Mutation calling with scRaCH-seq and FLAMES. (A) Dot plot showing the SF3B1 point mutations identified using FLAMES (left panel). After consolidating reads with UMIs, the reads from all the samples were aligned to the GRCh38 reference genome. The size of each dot in the plot corresponds to the proportion of altered transcripts. (B) A graphical representation highlights the precise locations of these high-frequency (>10%) alterations within the SF3B1 gene. The bottom graph shows the frequency of altered SF3B1 transcripts in each sample. (C) Bar plots showing the cells with a SF3B1 K700E mutation (left panel) or transcripts (UMIs) with SF3B1 K700E mutation (right panel) detected by short-read scRNA-seq, long-read scFLT-seq, or long-read scRaCH-seq.

Figure 5.

The SF3B1 K700E mutation is detected by scRaCH-seq. (A) UMAP projection of cells carrying the SF3B1 K700E mutation (red). (B) Violin plot showing the UMI counts, gene counts (Features), expression of mitochondria genes (MT%), expression of CD3 (T cell marker), CD14 (monocyte marker), and CD19 (B cell marker) per cell type cluster. (C) Bar plot showing the abundance of mutant transcripts. Left plot showing cells per sample with >0 transcripts (UMI) of mutant SF3B1 K700E. Middle plot showing cells per sample with >1 transcripts (UMIs) of SF3B1 mutation. Right plot showing cells per sample with >2 transcripts (UMIs) of SF3B1 mutation. Samples with confirmed SF3B1 K700E mutation by WES are highlighted in dark gray. (D) Bar plot showing the distribution of the abundance of SF3B1 K700E mutation detected in CLL (pink) and non-CLL (blue) cells.

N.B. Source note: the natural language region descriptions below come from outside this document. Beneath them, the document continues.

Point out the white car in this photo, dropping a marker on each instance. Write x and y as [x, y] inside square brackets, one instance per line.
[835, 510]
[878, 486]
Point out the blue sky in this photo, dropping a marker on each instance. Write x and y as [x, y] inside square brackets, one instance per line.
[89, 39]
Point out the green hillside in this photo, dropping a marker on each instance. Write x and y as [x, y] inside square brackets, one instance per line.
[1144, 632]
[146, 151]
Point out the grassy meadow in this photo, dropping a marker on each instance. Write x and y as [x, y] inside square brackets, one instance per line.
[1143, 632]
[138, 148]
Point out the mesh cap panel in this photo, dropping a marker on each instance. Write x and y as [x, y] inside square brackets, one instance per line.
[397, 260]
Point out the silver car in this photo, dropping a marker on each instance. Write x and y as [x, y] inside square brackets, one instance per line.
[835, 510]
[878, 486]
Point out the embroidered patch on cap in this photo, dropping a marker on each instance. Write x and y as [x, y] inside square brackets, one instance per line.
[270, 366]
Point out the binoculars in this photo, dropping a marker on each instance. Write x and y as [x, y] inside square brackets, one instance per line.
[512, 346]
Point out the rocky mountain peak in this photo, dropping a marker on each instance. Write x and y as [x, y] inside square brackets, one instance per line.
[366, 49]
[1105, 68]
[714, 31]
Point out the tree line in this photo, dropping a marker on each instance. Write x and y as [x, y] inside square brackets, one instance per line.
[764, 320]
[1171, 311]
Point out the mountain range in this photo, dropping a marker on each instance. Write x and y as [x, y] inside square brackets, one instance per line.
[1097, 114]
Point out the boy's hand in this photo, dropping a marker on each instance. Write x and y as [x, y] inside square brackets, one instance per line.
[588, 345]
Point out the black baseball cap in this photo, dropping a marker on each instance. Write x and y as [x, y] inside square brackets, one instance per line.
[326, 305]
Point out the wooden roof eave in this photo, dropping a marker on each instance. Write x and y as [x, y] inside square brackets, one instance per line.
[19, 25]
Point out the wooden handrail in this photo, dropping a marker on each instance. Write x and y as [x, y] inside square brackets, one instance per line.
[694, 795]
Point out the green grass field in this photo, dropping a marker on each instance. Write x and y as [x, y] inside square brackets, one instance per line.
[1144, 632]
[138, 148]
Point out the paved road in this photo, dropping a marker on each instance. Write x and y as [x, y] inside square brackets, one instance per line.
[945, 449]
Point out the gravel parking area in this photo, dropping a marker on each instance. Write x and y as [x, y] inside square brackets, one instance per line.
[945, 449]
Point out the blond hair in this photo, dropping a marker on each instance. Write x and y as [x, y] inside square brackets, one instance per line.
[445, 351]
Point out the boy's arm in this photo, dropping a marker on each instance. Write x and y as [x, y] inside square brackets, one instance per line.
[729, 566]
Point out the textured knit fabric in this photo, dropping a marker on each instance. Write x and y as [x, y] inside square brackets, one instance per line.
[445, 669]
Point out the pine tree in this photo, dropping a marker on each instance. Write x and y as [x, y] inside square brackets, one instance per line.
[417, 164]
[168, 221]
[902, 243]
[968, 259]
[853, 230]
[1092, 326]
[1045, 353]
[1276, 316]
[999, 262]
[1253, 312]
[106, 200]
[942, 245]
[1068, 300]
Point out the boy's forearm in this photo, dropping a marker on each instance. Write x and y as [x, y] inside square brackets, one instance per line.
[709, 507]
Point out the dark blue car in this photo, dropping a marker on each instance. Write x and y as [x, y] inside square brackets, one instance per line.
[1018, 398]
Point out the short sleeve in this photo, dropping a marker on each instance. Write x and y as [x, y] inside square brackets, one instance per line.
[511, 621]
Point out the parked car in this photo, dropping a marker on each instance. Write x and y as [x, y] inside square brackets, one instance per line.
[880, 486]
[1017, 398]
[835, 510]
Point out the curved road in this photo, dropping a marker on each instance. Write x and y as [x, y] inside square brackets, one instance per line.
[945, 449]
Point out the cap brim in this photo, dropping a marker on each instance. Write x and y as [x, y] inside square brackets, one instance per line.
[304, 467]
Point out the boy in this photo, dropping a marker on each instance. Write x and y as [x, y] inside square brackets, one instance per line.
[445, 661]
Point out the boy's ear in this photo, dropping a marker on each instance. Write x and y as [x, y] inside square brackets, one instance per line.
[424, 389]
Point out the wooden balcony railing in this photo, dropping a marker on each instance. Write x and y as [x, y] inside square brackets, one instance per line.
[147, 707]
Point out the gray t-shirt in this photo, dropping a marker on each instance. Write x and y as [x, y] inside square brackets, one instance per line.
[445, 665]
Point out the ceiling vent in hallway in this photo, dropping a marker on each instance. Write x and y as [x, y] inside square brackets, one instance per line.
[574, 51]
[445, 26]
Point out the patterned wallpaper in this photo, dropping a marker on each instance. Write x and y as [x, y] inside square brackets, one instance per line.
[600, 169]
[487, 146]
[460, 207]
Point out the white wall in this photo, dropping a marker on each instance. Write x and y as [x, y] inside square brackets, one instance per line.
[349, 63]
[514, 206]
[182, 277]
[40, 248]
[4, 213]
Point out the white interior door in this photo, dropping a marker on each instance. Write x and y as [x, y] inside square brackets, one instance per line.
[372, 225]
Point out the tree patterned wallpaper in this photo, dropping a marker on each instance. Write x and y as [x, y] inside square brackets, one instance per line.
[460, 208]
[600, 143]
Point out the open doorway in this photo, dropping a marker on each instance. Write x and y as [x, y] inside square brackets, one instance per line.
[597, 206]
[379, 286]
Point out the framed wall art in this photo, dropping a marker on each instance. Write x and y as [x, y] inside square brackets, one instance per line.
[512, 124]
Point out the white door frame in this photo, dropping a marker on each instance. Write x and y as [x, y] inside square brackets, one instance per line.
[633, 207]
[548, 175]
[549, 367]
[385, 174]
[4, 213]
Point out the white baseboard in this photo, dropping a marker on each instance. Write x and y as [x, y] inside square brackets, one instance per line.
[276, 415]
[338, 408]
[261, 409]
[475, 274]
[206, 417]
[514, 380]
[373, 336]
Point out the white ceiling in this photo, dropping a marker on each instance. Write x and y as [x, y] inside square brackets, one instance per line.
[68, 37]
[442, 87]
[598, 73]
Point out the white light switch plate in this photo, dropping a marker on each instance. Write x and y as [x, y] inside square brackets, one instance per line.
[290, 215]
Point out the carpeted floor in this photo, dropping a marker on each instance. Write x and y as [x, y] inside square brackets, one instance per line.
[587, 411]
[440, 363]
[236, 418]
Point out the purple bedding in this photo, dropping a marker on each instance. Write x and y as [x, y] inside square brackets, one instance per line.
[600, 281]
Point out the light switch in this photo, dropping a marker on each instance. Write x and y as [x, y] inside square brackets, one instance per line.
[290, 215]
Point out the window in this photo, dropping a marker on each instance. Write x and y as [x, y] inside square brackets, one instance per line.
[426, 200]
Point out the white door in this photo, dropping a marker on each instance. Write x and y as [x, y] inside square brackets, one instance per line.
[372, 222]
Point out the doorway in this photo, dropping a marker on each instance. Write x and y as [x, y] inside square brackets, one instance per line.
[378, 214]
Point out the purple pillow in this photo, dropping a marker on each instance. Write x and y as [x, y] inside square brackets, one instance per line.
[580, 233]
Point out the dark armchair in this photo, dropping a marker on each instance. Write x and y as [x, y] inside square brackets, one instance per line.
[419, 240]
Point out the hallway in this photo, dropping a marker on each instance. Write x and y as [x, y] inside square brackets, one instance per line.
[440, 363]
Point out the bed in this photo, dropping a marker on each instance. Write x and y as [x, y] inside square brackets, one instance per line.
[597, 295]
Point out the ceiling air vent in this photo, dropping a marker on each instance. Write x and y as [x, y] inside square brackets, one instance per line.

The vertical dashed line indicates the criterion of >2 SF3B1 mutation transcripts. (E) UMAP projection of cells carrying >2 SF3B1 K700E mutation transcripts (red).

Figure 6.

The SF3B1 KVR700**R alteration is detected by scRaCH-seq. (A) Bar plot showing the cells with SF3B1 6 bp deletion (Chr 2:197,402,104:197,402,109) across all samples. A criterion of >2 of SF3B1 with 6 bp del transcripts (UMIs) per cell was employed. (B) UMAP projection of cells carrying >2 SF3B1 KVR700**R altered transcripts (red). (C) Volcano plot showing the DEGs (FDR < 0.05) between SF3B1 KVR700**R mutant and wild-type CLL cells from all venetoclax-relapsed CLL samples. (D) Volcano plot showing the DEGs (FDR < 0.05) between SF3B1 KVR700**R mutant and wild-type CLL cells from CLL17.